Condensed Bard

8 December 2003


Lincoln Center's Henry IV Abridgement Almost Works

Part of the problem with performing Shakespeare's history plays is their connectedness. Henry V and Richard III stand on their own but are part of the larger Plantagenet saga, while the three parts of Henry IV only work if taken as a whole, easily a multi-night event or a day-long marathon. Alternatively, as at New York's Lincoln Center, the three can be shortened and the story told in one shot. While not descending close to the level of Reader's Digest condensed fiction, the adaptation just doesn't quite get it right.

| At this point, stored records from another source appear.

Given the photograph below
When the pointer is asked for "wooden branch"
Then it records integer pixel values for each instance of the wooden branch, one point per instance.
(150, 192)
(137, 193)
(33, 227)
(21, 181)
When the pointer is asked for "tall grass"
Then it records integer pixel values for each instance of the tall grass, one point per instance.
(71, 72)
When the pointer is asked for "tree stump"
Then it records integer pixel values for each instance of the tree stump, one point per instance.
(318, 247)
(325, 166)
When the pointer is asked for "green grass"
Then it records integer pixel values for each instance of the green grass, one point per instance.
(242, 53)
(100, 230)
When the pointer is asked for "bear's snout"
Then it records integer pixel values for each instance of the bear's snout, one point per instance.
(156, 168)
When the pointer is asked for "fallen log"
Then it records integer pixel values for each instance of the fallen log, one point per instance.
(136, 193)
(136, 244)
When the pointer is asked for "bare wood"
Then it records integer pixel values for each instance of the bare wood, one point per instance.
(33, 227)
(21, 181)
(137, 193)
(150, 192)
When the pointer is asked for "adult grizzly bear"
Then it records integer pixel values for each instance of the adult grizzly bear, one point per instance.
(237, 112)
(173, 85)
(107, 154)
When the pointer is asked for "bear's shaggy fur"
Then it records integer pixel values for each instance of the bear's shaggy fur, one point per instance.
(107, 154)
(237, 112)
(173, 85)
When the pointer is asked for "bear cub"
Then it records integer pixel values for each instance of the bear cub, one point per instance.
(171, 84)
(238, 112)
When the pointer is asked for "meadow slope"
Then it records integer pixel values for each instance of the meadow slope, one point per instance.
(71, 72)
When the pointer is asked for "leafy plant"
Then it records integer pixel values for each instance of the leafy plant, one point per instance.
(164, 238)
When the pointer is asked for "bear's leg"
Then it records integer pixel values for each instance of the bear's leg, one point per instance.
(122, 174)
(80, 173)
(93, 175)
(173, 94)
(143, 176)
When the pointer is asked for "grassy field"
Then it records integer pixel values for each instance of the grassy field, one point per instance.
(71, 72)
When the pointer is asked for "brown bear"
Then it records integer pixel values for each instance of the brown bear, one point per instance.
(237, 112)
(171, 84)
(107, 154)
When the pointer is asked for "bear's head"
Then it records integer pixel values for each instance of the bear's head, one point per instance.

The perceived excessive length in Shakespeare is largely due to modern sensibilities. In 1600, thespians read through the work at 22-24 lines per minute; in 2003, 14 per minute is a break-neck pace. Some of this is due to the difficulty in understanding Elizabethan construction, and some of it stems from the habit of actors in Shakespeare's day to declaim, rather than act, the expository parts. Moreover, for generations weaned on the half-hour and hour-long TV drama (complete with commercial breaks) there is an impatience that the Elizabethans simply lacked. Thus, the abridgement.

Where the effort by playwright Dakin Matthews doesn't quite work is in the transformation of Prince Hal from carousing knave to heir apparent. There is no spark, there is no reason. One moment, he is playing games with his ill-chosen friends, and the next, he is repenting before his father. In a 3 hour 40 minute show, an extra five minutes spent on the protecting the suspension of disbelief would not have gone amiss and would have made Michael Hayden's charming and credible performance as Prince Hal less needlessly challenging.

The cast bear no blame for this shortcoming. Richard Easton in the title role and Byron Jennings as Worcester act as if the English of the 17th century were their mother tongue. Adura McDonald as Lady Percy, Steve Rankin as Poins and actor Dakin Matthews as Owen Glendower stand out in a more-than-competent cast. As advertised, Kevin Kline as Falstaff and Ethan Hawk as Hotspur are the marquee players and are most certainly not mere movie starts pretending to do Shakespeare.